Sunday, August 11, 2019

'New normal' results in same tragic headlines


I hate the new normal.


At restaurants, bars, movie theaters or beloved local festival events, I hate scanning for exits and wondering who might be carrying a weapon and nursing a grudge, and if this might be the day or night when the American culture of mass shootings personally affects me or those I love.


I hate the ping of news alerts on my phone — three dead at a garlic festival in California on July 28; the one-two punch of 22 fatalities in El Paso on Saturday, followed by nine more in Dayton on Sunday.


I hate that “thoughts and prayers” has become a sick punchline for inertia.


I hate that someone, somewhere, even as these words are being typed, is mouthing the tired argument that guns don’t kill people, people kill people, and making a smarmy comment about the damage somebody could inflict with a sledgehammer, a steak knife or a chair leg.


I hate that the incidents that get the most attention are the ones with multiple fatalities, that so many one-offs — a guy with a gun blowing away his spouse or ex-girlfriend, a neighbor shooting a neighbor over loud music or barking dogs — hardly raise an eyebrow, just business as usual here in the Wild West of 2019.


Mostly, I hate knowing that gun violence, singletons and multiple homicides alike, will happen again and again and again until something is done.


What that something is can take two broad directions.


Direction number one is more guns. If more people were armed, goes this argument, and if more people did so under concealed-carry and open-carry laws, so wannabe-shooter psychos, craven to their very cores, would apparently stay at home.



A major flaw with this premise is that America, home to an estimated 327.2-million people, already has 390-million civilian firearms. The oft-repeated “good guy with a gun theory” doesn’t seem to hold water, unless the argument is that we don’t know how many psychos were deterred by the hypothetical presence of weekend warriors sporting weapons at craft shows and malls.


It seems more likely that the proliferation of guns in this country is part of the problem, not part of the solution. In other countries where guns are not as prevalent, incidents of gun violence, while not unheard of, are far less common. In the lexicon of Occam’s razor, this isn’t even a close shave.
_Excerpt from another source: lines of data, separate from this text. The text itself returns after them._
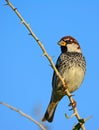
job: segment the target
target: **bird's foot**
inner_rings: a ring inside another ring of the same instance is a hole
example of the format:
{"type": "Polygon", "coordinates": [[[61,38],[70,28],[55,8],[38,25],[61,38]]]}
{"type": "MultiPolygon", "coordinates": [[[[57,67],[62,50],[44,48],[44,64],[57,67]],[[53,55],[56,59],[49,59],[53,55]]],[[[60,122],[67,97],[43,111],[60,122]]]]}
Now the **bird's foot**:
{"type": "Polygon", "coordinates": [[[76,101],[75,100],[73,100],[73,102],[72,103],[70,103],[68,106],[72,106],[72,108],[71,109],[69,109],[70,111],[71,110],[73,110],[75,107],[76,107],[76,105],[77,105],[77,103],[76,103],[76,101]]]}

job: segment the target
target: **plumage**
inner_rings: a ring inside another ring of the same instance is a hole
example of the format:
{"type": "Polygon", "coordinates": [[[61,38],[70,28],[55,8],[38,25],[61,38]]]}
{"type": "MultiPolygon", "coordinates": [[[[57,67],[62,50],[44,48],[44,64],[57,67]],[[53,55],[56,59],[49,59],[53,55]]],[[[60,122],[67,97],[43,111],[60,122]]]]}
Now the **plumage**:
{"type": "MultiPolygon", "coordinates": [[[[57,59],[56,68],[64,78],[69,92],[77,90],[85,75],[86,62],[81,52],[80,45],[71,36],[63,37],[58,44],[61,46],[61,54],[57,59]]],[[[55,72],[52,78],[52,95],[50,103],[42,121],[52,122],[56,107],[63,96],[66,95],[64,87],[55,72]]]]}

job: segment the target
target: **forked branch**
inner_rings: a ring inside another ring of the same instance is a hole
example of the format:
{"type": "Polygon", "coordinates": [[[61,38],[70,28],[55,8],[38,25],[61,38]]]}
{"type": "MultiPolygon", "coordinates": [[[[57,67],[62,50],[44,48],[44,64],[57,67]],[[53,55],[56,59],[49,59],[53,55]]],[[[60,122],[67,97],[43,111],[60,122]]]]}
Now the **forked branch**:
{"type": "MultiPolygon", "coordinates": [[[[19,17],[19,19],[21,20],[21,23],[28,29],[29,31],[29,34],[36,40],[36,42],[39,44],[40,48],[42,49],[43,51],[43,55],[48,59],[48,61],[50,62],[50,65],[52,66],[53,70],[55,71],[56,75],[59,77],[59,79],[61,80],[63,86],[65,87],[65,81],[64,79],[61,77],[60,73],[58,72],[58,70],[56,69],[55,65],[54,65],[54,62],[51,58],[51,56],[48,55],[44,45],[42,44],[42,42],[38,39],[38,37],[34,34],[34,32],[32,31],[30,25],[23,19],[23,17],[21,16],[21,14],[19,13],[19,11],[17,10],[17,8],[15,8],[11,2],[9,0],[5,0],[7,2],[6,5],[10,6],[11,9],[16,13],[16,15],[19,17]]],[[[70,94],[70,92],[68,91],[68,89],[66,89],[66,94],[70,100],[70,103],[73,104],[74,100],[72,98],[72,95],[70,94]]],[[[73,111],[74,111],[74,116],[76,116],[78,122],[81,124],[80,120],[80,115],[77,111],[77,108],[76,107],[72,107],[73,111]]],[[[85,127],[84,127],[84,124],[82,123],[81,124],[81,128],[82,130],[85,130],[85,127]]]]}

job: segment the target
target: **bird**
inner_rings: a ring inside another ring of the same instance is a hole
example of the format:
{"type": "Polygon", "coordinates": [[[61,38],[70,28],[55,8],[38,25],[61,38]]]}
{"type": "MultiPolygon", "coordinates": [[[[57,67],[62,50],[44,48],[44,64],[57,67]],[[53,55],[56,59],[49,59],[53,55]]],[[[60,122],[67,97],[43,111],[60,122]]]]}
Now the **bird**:
{"type": "MultiPolygon", "coordinates": [[[[86,61],[81,51],[78,41],[72,36],[64,36],[58,42],[61,48],[56,68],[66,83],[70,93],[76,91],[85,76],[86,61]]],[[[42,121],[52,122],[56,107],[59,101],[66,95],[65,88],[56,75],[55,71],[52,77],[52,94],[47,110],[42,121]]]]}

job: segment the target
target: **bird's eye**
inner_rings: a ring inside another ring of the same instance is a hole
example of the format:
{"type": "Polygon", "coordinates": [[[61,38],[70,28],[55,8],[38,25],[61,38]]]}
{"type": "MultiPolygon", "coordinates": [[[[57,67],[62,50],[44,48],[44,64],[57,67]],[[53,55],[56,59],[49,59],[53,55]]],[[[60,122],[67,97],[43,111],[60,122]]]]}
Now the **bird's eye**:
{"type": "Polygon", "coordinates": [[[70,41],[70,40],[67,40],[66,43],[67,43],[67,44],[71,44],[71,41],[70,41]]]}

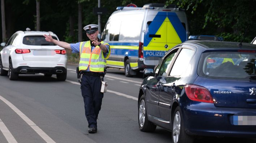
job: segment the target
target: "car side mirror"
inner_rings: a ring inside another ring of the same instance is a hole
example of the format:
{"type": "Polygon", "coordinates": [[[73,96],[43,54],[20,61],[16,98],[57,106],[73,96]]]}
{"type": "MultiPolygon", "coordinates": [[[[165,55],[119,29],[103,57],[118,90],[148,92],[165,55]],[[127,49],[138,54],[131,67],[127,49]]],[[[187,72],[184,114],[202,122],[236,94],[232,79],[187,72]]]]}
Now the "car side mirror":
{"type": "Polygon", "coordinates": [[[151,76],[154,75],[154,69],[147,68],[144,70],[143,72],[144,75],[145,76],[151,76]]]}
{"type": "Polygon", "coordinates": [[[5,46],[5,42],[3,42],[3,43],[1,43],[1,46],[2,47],[4,47],[5,46]]]}

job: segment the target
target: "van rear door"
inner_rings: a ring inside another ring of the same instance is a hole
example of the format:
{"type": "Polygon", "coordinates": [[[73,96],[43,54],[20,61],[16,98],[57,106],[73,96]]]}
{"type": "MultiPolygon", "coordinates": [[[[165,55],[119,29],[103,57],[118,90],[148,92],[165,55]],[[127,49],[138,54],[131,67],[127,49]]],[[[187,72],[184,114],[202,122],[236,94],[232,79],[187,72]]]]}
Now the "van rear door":
{"type": "Polygon", "coordinates": [[[148,13],[143,49],[145,58],[161,57],[170,49],[187,40],[184,14],[181,20],[179,18],[182,14],[178,14],[178,17],[176,12],[159,11],[156,14],[155,12],[148,13]]]}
How, then, to curtail access to guns without limiting the rights of law-abiding Americans to own them? (As an aside, a 2012 New Yorker article by Jeffrey Toobin explains how our modern understanding of the Second Amendment owes more to “an elaborate and brilliantly executed political operation” by the NRA and others in the 1980s then to centuries of prior legal precedent. But I digress.)


For one thing, we have to agree that the Second Amendment does not give citizens the right to own assault weapons, high-capacity magazines or accessories that increase their killing power.


Here is where gun aficionados love to bog down the argument with technical specs on what is or is not an assault weapon. To save a lot of emails, let me concede that any gun owner knows more details than I do. In plain English, any gun or attachment to a gun that allows it to kill a lot of people in a ridiculously short time is something civilians don’t need — not for personal protection, not for sport.


Secondly, we need to close loopholes in background checks so that they apply to all gun sales and transfers, and require that checks be completed before new owners take possession of weapons. Yes, this will slow down the process of buying and selling, in much the same way that new security procedures slowed down air travel after 9/11 — a worthwhile inconvenience because it made us safer.


The government also needs to expand the categories of people who cannot buy or own firearms to include individuals who are guilty of hate-crime misdemeanors and dating partners convicted of domestic violence. This will help curtail those tragedies that don’t always make front-page news.



The most common-sense changes can be found in the Brady Plan’s Comprehensive Approach to Preventing Gun Violence. At eight pages, it is short and eminently readable. It is also freely available online.


Will this be the series of tragedies that prompts a real discussion — from our coffee shops to Congress — about much-needed reform? And will we hold our elected lawmakers responsible for standing up to the NRA?


I hate to think it’s not, and I hate to think we won’t.